Lesson Weekend

We're ready to get our edit and delete functionality working again. We will continue to refactor code in TicketControl.js to update the edit and delete functionality to alter tickets directly in Firestore. We'll also make use of three Firestore functions:

  • updateDoc() will allow us to update a document in Firestore.
  • deleteDoc() will allow us to delete documents in Firestore.
  • doc() will allow us to reference a document in the firestore database. With doc(), we can specify the location of a new document or the location of an existing document.

Updating Tickets


To update tickets in Firestore, we'll refactor the handleEditingTicketInList() function in the TicketControl component.

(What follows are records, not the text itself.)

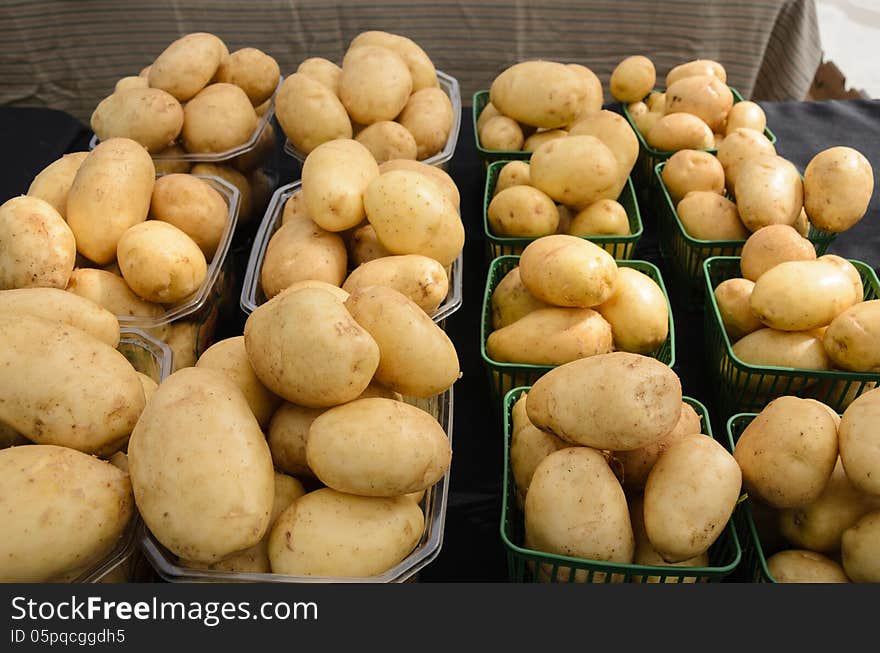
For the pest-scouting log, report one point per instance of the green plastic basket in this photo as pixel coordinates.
(740, 387)
(686, 254)
(620, 247)
(504, 376)
(522, 564)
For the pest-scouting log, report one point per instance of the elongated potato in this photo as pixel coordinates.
(417, 358)
(200, 502)
(617, 401)
(110, 193)
(69, 388)
(70, 510)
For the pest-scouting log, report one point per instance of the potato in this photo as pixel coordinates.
(417, 358)
(522, 211)
(200, 502)
(617, 401)
(853, 338)
(187, 65)
(219, 118)
(575, 507)
(335, 177)
(551, 336)
(801, 295)
(636, 464)
(859, 549)
(160, 262)
(858, 441)
(632, 79)
(411, 215)
(310, 113)
(733, 298)
(704, 96)
(696, 67)
(53, 182)
(418, 62)
(601, 218)
(690, 495)
(539, 93)
(771, 245)
(787, 453)
(740, 145)
(838, 185)
(511, 300)
(576, 170)
(768, 191)
(375, 84)
(296, 355)
(110, 193)
(69, 388)
(568, 271)
(342, 535)
(388, 140)
(69, 511)
(501, 133)
(299, 251)
(149, 116)
(193, 206)
(706, 215)
(321, 70)
(746, 114)
(679, 131)
(819, 525)
(252, 70)
(690, 170)
(378, 448)
(428, 116)
(38, 246)
(423, 280)
(799, 566)
(64, 307)
(112, 293)
(637, 311)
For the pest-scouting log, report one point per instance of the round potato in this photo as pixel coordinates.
(838, 185)
(568, 271)
(617, 401)
(160, 262)
(193, 206)
(38, 247)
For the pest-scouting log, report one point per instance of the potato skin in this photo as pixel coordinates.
(69, 511)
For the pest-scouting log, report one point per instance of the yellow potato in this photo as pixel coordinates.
(38, 248)
(69, 512)
(110, 193)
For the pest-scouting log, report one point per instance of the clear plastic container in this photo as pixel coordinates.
(450, 85)
(252, 293)
(433, 504)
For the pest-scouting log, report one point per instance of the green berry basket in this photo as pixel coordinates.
(504, 376)
(741, 387)
(686, 254)
(620, 247)
(530, 566)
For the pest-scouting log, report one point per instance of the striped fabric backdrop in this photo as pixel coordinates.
(68, 54)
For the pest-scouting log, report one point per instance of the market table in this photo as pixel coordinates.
(472, 549)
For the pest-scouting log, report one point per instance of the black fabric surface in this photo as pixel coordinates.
(472, 549)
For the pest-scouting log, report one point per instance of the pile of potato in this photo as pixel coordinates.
(335, 489)
(355, 223)
(533, 102)
(385, 95)
(567, 299)
(610, 465)
(813, 481)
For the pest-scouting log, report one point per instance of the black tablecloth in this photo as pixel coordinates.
(472, 549)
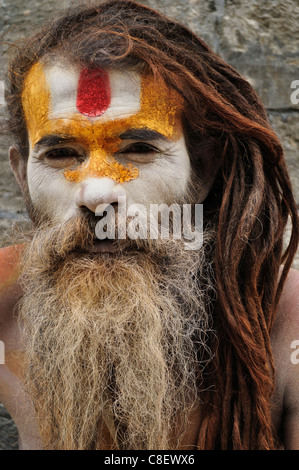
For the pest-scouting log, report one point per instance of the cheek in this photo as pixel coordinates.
(50, 192)
(165, 181)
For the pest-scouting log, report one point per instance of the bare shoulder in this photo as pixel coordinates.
(9, 290)
(285, 345)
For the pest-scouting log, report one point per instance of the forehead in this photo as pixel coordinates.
(62, 98)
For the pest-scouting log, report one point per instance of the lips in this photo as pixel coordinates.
(104, 246)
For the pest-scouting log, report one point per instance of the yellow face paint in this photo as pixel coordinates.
(159, 110)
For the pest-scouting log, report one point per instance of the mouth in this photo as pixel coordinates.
(104, 246)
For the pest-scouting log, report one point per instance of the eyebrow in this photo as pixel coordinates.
(131, 134)
(142, 134)
(51, 140)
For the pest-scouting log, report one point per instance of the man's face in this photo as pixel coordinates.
(114, 334)
(99, 134)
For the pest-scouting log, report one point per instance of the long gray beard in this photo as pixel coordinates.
(115, 344)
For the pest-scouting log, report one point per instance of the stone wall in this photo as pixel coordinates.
(260, 39)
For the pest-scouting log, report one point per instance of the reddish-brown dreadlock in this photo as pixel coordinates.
(249, 204)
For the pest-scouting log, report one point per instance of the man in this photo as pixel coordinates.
(142, 343)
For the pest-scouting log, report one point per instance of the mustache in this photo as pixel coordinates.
(77, 235)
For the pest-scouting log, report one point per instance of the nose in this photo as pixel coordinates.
(95, 192)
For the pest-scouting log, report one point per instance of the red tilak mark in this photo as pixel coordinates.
(94, 94)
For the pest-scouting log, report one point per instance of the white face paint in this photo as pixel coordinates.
(134, 146)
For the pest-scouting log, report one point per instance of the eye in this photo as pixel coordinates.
(63, 157)
(139, 152)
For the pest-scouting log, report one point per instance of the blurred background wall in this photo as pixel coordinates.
(259, 38)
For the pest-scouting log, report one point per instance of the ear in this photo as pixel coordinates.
(19, 166)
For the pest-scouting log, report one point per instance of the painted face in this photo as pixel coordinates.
(96, 134)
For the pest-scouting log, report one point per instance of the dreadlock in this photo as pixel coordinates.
(249, 204)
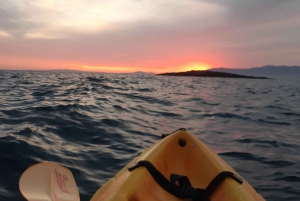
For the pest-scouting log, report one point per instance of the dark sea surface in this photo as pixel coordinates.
(95, 124)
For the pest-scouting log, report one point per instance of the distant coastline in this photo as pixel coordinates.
(209, 73)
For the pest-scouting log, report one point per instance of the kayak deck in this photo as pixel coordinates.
(180, 153)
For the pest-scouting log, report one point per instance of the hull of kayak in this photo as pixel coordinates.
(180, 153)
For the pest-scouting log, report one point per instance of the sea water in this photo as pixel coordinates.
(94, 124)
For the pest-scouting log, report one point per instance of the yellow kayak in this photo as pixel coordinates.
(179, 167)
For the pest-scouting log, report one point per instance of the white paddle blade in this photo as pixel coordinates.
(48, 182)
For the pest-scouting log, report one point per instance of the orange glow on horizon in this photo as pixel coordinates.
(195, 66)
(168, 65)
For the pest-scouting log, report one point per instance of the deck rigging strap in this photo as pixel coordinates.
(185, 190)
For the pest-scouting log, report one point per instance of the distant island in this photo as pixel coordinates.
(269, 70)
(209, 73)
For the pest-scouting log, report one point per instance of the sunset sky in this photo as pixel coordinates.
(148, 35)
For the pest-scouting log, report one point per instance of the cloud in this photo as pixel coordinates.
(153, 33)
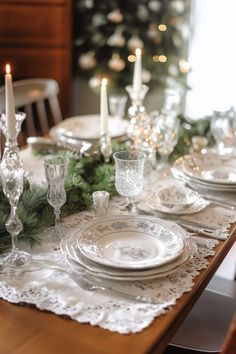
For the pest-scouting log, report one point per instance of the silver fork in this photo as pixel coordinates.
(87, 285)
(188, 225)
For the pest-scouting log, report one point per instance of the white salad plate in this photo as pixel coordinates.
(176, 196)
(225, 174)
(130, 242)
(80, 263)
(190, 167)
(153, 203)
(87, 128)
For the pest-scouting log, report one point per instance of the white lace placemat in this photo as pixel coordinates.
(55, 291)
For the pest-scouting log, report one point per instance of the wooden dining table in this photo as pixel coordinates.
(27, 330)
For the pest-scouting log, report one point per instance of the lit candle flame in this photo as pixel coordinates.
(8, 69)
(104, 82)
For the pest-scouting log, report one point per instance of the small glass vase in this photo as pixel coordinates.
(12, 175)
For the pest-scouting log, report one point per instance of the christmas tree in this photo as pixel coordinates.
(107, 32)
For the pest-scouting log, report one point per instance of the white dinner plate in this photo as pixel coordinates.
(153, 202)
(87, 128)
(130, 242)
(76, 259)
(215, 171)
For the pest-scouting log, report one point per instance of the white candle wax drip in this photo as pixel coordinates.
(9, 104)
(137, 79)
(104, 108)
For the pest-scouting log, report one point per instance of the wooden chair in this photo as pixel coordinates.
(38, 98)
(206, 326)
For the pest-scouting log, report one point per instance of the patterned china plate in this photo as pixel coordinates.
(197, 206)
(130, 242)
(87, 128)
(77, 261)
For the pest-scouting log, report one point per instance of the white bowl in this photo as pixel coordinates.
(176, 196)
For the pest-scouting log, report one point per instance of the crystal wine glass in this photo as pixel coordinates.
(55, 172)
(223, 129)
(129, 175)
(12, 175)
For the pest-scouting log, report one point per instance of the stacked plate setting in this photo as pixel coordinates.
(87, 128)
(128, 248)
(210, 171)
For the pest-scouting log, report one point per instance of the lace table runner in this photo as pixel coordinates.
(55, 291)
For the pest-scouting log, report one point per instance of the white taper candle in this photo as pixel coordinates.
(104, 108)
(137, 79)
(9, 104)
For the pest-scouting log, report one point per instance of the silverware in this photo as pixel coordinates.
(46, 144)
(186, 224)
(91, 285)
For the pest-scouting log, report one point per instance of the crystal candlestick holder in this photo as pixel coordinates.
(136, 99)
(12, 175)
(139, 129)
(105, 147)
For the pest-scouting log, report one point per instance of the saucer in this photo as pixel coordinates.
(177, 197)
(197, 206)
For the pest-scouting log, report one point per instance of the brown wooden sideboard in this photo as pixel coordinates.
(36, 39)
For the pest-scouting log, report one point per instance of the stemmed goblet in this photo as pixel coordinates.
(55, 172)
(129, 166)
(12, 175)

First, we need to import updateDoc and doc from firebase/firestore:

src/components/TicketControl.js
import { collection, addDoc, onSnapshot, doc, updateDoc } from "firebase/firestore";

Next, we need to refactor the handleEditingTicketInList() function. Here's the new code:

src/components/TicketControl.js
...
import { collection, addDoc, onSnapshot, doc, updateDoc } from "firebase/firestore";
import db from './../firebase.js'

function TicketControl() {
  ...

  const handleEditingTicketInList = async (ticketToEdit) => {
    const ticketRef = doc(db, "tickets", ticketToEdit.id);
    await updateDoc(ticketRef, ticketToEdit);
    setEditing(false);
    setSelectedTicket(null);
  }

  ...

  return (
    ...
  );
}

export default TicketControl;

While this code is new, it's rather similar to the process we followed when adding a ticket to Firestore:

  • First, we create a document reference with the doc() function for the ticket that we want to update:
    • The doc() function takes 3 arguments: the database instance, the collection name, and the unique document identifier.
    • The doc() function returns a DocumentReference object, which as its name suggests, is an object that acts as a reference to a document within our Firestore database.
  • Next, we call the updateDoc() function. The first argument we pass into this function is the document reference for the ticket we want to update, and the second argument is the new data that the ticket should be updated with.
  • Finally, take note that the updateDoc() function is asynchronous, so we need to make our handleEditingTicketInList() function async and and apply the await keyword before the updateDoc() function call.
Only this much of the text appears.